Wattsville is an unincorporated community in Laurens County, South Carolina, United States. The town name is derived from Watts Mill, a textile mill in the center of town. The area is listed as the Wattsville census-designated place (CDP) for statistical purposes. The population of the CDP was 1,635 at the 2010 census. It is part of the Greenville-Mauldin-Easley Metropolitan Statistical Area.

==Geography==
Wattsville is located in central Laurens County and is bordered to the southwest by the city of Laurens, the county seat. U.S. Route 221 passes through the center of Wattsville, leading north 34 mi to Spartanburg and south through Laurens 27 mi to Greenwood. South Carolina Highway 49 leaves US 221 in Wattsville, leading northeast 29 mi to Union. Interstate 385 passes 2 mi north of Wattsville, with access from both US-221 and SC-49.

According to the United States Census Bureau, the CDP has a total area of 5.9 km2, all land. The center of the community occupies a ridge between south-flowing streams that lead to the Little River, a southeast-flowing tributary of the Saluda River.

==Demographics==

As of the census of 2010, there were 1,635 people, 564 households, and 356 families residing in the CDP. The population density was 646.8 PD/sqmi. There were 629 housing units at an average density of 275.1 /sqmi. The racial makeup of the CDP was 68.29% White, 16.23% African American, 2.77% Native American, 0.20% Pacific Islander, 9.33% from other races, and 3.18% from two or more races. Hispanic or Latino of any race were 16.36% of the population.

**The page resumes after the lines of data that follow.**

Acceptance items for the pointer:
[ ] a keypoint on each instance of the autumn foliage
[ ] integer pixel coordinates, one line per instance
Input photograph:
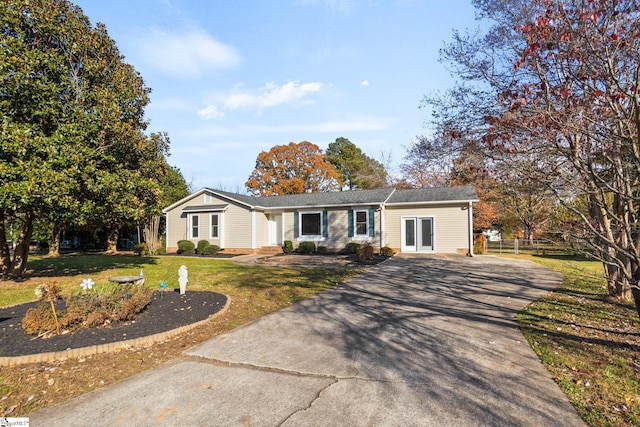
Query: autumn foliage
(292, 169)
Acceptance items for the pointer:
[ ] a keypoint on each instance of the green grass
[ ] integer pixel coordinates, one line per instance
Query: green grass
(282, 286)
(589, 342)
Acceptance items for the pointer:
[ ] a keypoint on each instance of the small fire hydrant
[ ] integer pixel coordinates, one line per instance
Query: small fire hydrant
(183, 279)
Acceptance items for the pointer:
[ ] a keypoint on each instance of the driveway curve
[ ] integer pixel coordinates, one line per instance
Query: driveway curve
(422, 340)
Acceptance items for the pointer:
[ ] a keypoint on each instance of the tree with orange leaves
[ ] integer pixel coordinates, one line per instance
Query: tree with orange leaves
(293, 169)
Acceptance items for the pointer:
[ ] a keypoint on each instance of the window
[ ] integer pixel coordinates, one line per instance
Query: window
(310, 225)
(362, 223)
(215, 226)
(194, 226)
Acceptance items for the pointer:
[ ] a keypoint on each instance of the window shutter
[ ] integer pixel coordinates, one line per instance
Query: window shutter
(325, 224)
(372, 222)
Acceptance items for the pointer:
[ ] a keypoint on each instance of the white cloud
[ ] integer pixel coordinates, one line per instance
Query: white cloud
(271, 95)
(210, 112)
(185, 54)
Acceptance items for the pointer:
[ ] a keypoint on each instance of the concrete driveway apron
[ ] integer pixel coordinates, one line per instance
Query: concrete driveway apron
(423, 341)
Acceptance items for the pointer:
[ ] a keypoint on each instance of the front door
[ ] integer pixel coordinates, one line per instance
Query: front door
(417, 234)
(275, 230)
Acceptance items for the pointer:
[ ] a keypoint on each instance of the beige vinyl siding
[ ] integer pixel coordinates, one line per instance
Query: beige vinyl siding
(262, 229)
(450, 226)
(237, 224)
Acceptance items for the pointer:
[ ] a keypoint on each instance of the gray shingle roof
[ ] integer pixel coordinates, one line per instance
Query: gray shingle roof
(356, 197)
(204, 208)
(428, 195)
(334, 198)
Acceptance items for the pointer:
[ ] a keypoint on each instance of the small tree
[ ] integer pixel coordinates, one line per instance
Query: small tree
(292, 169)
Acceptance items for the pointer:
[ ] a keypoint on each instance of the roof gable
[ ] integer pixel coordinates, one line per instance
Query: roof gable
(344, 198)
(465, 193)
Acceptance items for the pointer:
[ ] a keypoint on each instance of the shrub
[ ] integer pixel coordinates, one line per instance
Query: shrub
(288, 247)
(201, 245)
(186, 247)
(307, 247)
(386, 251)
(365, 252)
(352, 248)
(140, 249)
(210, 250)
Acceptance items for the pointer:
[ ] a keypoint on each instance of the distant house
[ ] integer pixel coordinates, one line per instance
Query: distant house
(428, 220)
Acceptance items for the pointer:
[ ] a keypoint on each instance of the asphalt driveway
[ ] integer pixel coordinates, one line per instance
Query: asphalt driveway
(424, 341)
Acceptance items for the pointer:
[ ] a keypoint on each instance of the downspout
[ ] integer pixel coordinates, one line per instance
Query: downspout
(382, 231)
(470, 219)
(166, 230)
(253, 229)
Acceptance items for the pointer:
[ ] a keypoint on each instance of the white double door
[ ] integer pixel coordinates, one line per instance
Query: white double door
(417, 234)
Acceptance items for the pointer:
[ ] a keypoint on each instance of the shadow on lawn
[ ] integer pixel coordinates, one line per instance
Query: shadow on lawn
(71, 265)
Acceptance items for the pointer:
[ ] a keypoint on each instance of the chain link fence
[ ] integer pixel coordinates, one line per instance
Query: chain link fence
(532, 247)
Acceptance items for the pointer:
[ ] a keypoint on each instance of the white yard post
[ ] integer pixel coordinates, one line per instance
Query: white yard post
(183, 279)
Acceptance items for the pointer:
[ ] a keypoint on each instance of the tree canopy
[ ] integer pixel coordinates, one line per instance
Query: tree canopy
(357, 170)
(553, 86)
(292, 169)
(71, 132)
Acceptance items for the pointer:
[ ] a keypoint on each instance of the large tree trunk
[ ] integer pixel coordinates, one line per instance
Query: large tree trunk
(21, 252)
(4, 247)
(112, 240)
(635, 289)
(54, 243)
(151, 230)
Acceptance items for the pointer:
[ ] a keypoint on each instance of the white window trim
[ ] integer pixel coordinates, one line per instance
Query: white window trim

There were 566 households, out of which 32.7% had children under the age of 18 living with them, 41.2% were married couples living together, 14.7% had a female householder with no husband present, and 37.1% were non-families. 30.2% of all households were made up of individuals, and 12.5% had someone living alone who was 65 years of age or older. The average household size was 2.61 and the average family size was 3.21.

In the CDP, the population was spread out, with 26.4% under the age of 18, 12.5% from 18 to 24, 29.6% from 25 to 44, 20.8% from 45 to 64, and 10.8% who were 65 years of age or older. The median age was 31 years. For every 100 females, there were 110.7 males. For every 100 females age 18 and over, there were 102.4 males.

The median income for a household in the CDP was $25,046, and the median income for a family was $26,328. Males had a median income of $26,473 versus $15,833 for females. The per capita income for the CDP was $12,555. About 22.5% of families and 25.3% of the population were below the poverty line, including 39.5% of those under age 18 and 15.1% of those age 65 or over.

Historical population
| Census | Pop. | Note | %± |
| 2000 | 1,479 |  | — |
| 2010 | 1,635 |  | 10.5% |
| 2020 | 1,654 |  | 1.2% |
U.S. Decennial Census

==Education==
It is in the Laurens School District 55. The comprehensive high school is Laurens District 55 High School.